The first season of Star Trek: The Next Generation didn’t have a lot of memorable episodes. Making it through that first season feels a lot like eating your soggy vegetables before your delicious steak.
One of the few highlights from that first season is the episode “11001001.” In it, the Enterprise’s computer goes through an upgrade with the help of the Bynars, a species that works in pairs and depends on computers to communicate at tremendous speeds. As their name suggests, the Bynars can only view the universe through a binary lens. In every situation and with every decision to be made, there are only two choices.
A or B.
One or two.
This or that.
That sort of outlook is fine for a fictional race on a science fiction television show. Binary thinking in real life, though, can be dangerous, especially when trying to discern God’s will.
Often when we look at our lives and try to choose God’s path for our lives, we act like the Bynars: we think that there are only two decisions. We think that there is one path that God will bless and allow us to live the lives for which we were created, and we think there’s another path that might as well lead directly to hell.

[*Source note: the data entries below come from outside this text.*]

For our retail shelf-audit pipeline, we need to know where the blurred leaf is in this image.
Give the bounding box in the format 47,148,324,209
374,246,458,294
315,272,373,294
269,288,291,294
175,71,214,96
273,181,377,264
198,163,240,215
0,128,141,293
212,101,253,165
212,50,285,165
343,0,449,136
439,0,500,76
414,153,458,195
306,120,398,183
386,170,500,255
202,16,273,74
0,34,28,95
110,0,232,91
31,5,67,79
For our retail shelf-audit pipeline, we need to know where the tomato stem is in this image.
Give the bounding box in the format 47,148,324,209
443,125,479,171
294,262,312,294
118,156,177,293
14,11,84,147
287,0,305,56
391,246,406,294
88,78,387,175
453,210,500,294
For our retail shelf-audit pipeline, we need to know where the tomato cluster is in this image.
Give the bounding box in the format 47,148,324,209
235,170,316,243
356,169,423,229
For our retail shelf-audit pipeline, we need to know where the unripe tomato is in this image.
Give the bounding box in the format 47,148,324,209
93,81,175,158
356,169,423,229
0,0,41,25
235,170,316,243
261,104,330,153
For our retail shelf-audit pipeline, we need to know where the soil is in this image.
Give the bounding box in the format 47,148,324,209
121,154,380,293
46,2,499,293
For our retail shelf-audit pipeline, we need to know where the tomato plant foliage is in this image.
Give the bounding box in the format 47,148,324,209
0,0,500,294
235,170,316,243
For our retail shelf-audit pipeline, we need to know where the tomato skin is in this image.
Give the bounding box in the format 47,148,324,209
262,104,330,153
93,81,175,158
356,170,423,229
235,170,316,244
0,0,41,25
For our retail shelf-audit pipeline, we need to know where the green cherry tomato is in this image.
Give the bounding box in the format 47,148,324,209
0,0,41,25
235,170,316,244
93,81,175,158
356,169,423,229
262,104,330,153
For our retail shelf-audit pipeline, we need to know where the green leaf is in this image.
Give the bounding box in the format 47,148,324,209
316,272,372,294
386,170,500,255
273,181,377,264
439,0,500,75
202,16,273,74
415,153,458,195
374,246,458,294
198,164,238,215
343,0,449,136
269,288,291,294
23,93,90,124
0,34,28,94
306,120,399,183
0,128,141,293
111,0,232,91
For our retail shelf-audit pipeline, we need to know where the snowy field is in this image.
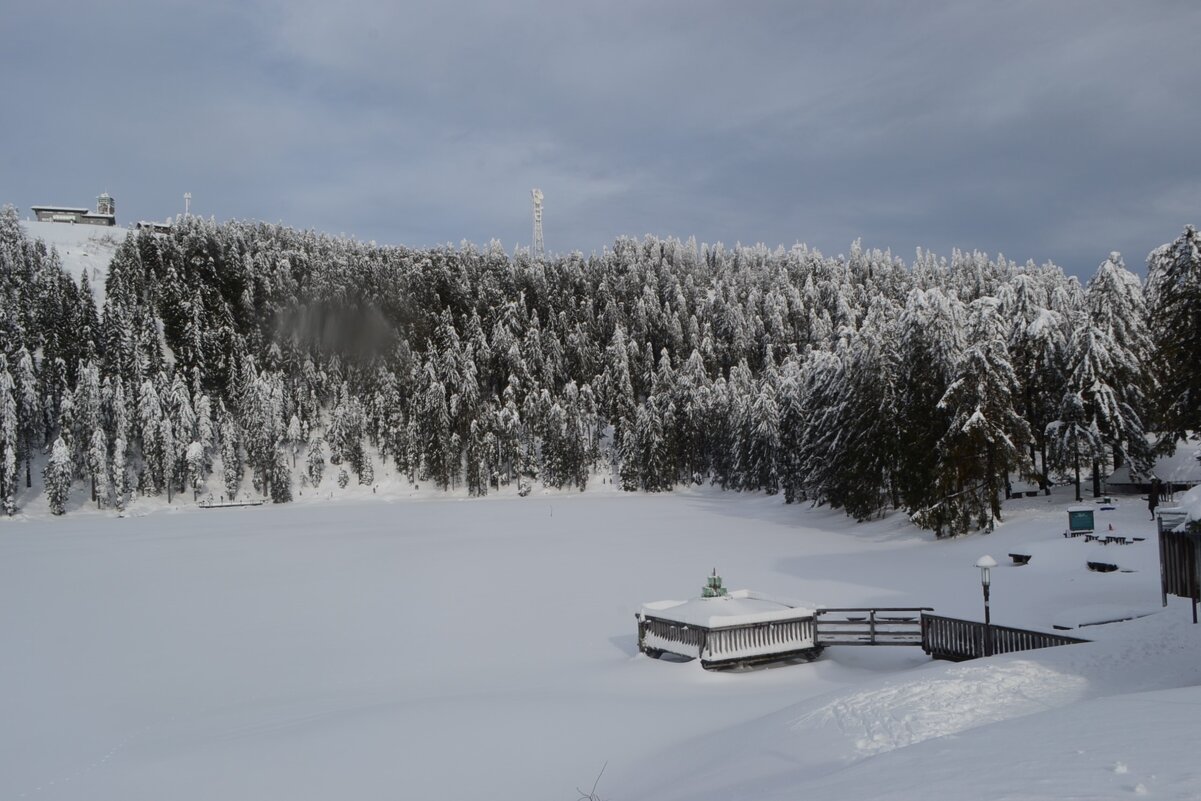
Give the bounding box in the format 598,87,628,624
0,488,1201,801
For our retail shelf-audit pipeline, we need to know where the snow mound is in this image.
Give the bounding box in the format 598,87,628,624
788,659,1088,759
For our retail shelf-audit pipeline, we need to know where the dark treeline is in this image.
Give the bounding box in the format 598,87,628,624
0,207,1201,534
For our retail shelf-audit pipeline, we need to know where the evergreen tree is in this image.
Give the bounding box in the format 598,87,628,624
1147,226,1201,450
86,425,108,509
0,362,20,515
42,437,74,514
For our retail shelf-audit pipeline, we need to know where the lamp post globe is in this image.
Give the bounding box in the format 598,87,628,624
976,555,997,657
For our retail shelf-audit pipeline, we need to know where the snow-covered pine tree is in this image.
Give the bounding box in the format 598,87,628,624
42,437,74,514
0,362,20,515
12,345,46,489
1147,226,1201,450
305,436,325,488
1047,391,1105,501
936,297,1030,534
85,425,108,509
184,440,208,500
219,407,243,501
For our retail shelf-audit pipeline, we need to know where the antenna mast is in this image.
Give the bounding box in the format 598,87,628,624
530,189,546,259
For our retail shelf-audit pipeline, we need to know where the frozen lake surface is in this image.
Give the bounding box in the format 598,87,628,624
0,490,1201,801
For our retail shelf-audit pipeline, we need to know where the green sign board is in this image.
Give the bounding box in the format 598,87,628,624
1068,509,1093,531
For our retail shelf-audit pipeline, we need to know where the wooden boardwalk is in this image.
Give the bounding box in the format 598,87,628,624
817,606,933,647
638,606,1088,670
921,612,1088,662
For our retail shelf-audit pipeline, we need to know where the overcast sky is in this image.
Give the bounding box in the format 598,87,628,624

Sometimes the choice is that clear. If someone is choosing between serving orphans in a foreign country and dealing drugs to elementary kids, then that really is a binary decision. God cannot and will not bless willful, sinful decisions in which we want to harm others or ourselves. Also, sometimes we clearly hear God tell us to choose one path over another; in that situation there really is a right choice and a wrong choice.
Most of our lives’ choices, though, can’t be boiled down to right and wrong. We don’t live in a binary world and God isn’t just waiting to zap us when we choose Door #1 when we were supposed to choose Door #2. Most of our choices are between good and good or better and better. God can use us and bless us on so many different paths; we shouldn’t be forced into false binary thinking.

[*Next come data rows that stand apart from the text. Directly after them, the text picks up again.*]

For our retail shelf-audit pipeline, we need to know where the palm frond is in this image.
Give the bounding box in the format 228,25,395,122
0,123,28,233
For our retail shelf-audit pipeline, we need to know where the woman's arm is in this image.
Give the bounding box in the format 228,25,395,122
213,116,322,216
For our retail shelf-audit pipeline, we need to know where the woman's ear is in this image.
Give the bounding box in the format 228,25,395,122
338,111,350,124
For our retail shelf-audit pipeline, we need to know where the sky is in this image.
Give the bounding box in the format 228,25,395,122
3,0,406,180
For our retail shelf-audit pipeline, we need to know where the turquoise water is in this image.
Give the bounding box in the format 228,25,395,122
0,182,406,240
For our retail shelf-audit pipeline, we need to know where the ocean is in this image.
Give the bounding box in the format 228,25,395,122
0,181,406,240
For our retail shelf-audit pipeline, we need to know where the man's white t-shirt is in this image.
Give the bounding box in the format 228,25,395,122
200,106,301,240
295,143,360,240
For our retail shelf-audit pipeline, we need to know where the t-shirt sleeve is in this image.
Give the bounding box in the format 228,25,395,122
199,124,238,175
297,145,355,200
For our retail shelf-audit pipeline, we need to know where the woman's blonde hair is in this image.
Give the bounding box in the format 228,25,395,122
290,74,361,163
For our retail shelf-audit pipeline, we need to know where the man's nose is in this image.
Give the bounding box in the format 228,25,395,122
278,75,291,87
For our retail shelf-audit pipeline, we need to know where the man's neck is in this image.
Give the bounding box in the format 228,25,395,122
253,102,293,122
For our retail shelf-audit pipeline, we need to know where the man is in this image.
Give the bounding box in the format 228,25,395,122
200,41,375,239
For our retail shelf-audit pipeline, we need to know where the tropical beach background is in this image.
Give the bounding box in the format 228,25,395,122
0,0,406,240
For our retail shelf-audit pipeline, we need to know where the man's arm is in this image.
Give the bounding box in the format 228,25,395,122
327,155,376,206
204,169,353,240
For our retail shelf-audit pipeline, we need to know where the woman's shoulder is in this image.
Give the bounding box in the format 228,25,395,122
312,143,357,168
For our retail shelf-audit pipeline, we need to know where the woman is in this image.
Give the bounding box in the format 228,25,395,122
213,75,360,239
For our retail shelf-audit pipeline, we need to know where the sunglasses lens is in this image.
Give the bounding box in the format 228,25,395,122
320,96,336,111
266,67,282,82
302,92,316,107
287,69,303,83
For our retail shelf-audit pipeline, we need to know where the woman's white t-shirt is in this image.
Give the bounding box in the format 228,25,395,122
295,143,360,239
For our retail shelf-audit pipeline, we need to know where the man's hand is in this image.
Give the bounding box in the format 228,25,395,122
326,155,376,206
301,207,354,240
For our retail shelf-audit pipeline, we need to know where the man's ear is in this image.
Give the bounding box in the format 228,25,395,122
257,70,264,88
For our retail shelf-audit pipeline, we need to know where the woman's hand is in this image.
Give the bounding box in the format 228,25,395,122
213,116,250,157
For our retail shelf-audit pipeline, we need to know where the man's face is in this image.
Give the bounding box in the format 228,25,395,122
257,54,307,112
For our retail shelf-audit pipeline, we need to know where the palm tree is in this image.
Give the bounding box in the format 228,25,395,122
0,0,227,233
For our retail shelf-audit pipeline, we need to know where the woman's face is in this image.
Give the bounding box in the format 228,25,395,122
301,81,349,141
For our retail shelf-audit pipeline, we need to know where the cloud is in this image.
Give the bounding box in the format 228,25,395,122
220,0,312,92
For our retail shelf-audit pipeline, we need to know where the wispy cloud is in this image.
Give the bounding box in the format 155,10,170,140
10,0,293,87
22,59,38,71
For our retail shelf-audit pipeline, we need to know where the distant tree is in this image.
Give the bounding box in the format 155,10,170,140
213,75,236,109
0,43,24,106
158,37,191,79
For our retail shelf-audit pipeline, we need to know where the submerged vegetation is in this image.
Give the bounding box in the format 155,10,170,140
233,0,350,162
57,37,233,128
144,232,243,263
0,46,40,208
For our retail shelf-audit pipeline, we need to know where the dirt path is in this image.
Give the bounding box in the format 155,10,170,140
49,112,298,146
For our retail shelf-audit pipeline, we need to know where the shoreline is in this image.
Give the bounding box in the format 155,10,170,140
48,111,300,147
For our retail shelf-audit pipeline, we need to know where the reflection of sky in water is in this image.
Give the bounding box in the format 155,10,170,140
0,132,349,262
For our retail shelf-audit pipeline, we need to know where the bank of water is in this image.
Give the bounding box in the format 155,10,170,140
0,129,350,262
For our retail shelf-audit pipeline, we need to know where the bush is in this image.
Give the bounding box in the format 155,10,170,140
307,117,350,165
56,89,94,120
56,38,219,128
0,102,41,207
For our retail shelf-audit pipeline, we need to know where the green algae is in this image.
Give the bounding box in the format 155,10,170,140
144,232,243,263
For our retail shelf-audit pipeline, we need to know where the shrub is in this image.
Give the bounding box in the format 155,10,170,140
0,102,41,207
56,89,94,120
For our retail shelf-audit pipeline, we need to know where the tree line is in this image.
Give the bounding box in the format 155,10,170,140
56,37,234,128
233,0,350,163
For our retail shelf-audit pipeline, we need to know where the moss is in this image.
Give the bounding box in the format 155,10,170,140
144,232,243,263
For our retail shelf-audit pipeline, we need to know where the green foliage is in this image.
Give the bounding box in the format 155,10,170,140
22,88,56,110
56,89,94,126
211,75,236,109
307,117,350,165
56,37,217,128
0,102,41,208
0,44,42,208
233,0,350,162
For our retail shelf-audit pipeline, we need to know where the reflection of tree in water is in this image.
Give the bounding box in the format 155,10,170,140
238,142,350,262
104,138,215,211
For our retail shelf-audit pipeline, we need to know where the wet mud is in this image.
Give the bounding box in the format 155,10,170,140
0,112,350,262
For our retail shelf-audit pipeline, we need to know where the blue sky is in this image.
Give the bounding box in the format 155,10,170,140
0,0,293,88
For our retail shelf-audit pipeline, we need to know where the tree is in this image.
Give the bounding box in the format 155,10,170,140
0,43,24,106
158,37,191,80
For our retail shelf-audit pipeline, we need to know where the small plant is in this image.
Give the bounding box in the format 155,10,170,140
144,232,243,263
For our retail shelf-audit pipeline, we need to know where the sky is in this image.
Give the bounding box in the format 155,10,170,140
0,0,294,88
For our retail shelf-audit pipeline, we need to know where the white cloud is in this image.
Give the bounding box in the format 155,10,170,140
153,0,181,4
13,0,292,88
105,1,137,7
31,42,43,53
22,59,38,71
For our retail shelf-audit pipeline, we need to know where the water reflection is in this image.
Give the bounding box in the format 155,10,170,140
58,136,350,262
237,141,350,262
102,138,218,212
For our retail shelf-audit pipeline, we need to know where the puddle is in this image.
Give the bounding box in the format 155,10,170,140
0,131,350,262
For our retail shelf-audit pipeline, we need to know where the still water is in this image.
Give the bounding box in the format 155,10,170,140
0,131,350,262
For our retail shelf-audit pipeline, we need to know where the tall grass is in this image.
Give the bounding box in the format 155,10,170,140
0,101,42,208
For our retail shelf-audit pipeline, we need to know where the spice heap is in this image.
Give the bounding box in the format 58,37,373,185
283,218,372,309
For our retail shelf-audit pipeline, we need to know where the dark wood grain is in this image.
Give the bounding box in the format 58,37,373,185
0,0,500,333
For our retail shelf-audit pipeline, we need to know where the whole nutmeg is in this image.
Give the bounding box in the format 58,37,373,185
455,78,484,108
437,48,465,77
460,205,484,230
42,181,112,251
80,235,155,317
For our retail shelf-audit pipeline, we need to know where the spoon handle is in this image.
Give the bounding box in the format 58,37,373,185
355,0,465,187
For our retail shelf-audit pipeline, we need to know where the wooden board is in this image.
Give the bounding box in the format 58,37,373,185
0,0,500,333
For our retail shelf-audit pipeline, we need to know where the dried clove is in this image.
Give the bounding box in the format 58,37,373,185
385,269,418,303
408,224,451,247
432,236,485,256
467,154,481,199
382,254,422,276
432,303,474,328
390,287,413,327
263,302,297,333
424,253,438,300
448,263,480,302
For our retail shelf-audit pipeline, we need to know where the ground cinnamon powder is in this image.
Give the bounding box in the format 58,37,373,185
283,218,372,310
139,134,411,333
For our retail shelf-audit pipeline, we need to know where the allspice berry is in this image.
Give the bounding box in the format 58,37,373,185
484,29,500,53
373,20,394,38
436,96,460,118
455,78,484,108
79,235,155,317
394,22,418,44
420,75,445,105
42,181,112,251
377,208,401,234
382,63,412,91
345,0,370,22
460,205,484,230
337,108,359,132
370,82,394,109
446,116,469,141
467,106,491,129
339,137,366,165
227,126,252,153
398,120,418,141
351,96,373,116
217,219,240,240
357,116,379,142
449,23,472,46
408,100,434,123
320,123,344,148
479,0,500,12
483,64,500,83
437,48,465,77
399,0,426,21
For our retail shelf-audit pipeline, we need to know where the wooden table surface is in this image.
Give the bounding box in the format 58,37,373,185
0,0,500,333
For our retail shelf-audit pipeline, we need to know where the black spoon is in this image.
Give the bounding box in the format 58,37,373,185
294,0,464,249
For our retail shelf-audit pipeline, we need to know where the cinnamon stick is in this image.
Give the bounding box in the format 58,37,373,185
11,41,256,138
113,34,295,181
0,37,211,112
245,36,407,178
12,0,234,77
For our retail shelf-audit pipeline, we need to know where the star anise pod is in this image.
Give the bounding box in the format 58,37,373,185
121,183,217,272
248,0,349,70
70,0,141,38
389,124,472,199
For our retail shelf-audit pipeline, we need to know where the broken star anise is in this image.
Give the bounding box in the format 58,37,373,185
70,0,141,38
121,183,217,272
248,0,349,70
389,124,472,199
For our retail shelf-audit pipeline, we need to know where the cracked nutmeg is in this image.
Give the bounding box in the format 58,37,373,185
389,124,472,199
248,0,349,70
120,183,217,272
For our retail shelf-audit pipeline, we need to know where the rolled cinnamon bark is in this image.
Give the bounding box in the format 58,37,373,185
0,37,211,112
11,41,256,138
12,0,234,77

For a long time when I was a youth pastor I absolutely knew that I was doing what I was supposed to be doing. I had gone as far to say that if I had been doing anything else, then I would have been being disobedient. That all changed last year, though, when I had the option of keeping my job or pursing a dream. God could have continued to use me as a youth pastor and I’m hopeful he’ll use me as a speaker and a writer. Neither of those choices was wrong and I trust that God is big enough to use me whatever path I walk.
It’s less about the external decisions than it is the internal decisions we make on a daily basis. If I’m choosing every day to make God the priority in my life, to honor him with my actions and spread his kingdom in all that I do, then it doesn’t matter what path I’m on. We could be a businessperson, a pastor, a teacher, a student, a mechanic or a professional athlete; but if we’re choosing God in our lives, then what we do with our lives will work itself out.
When do you feel like you only have a binary decision to make?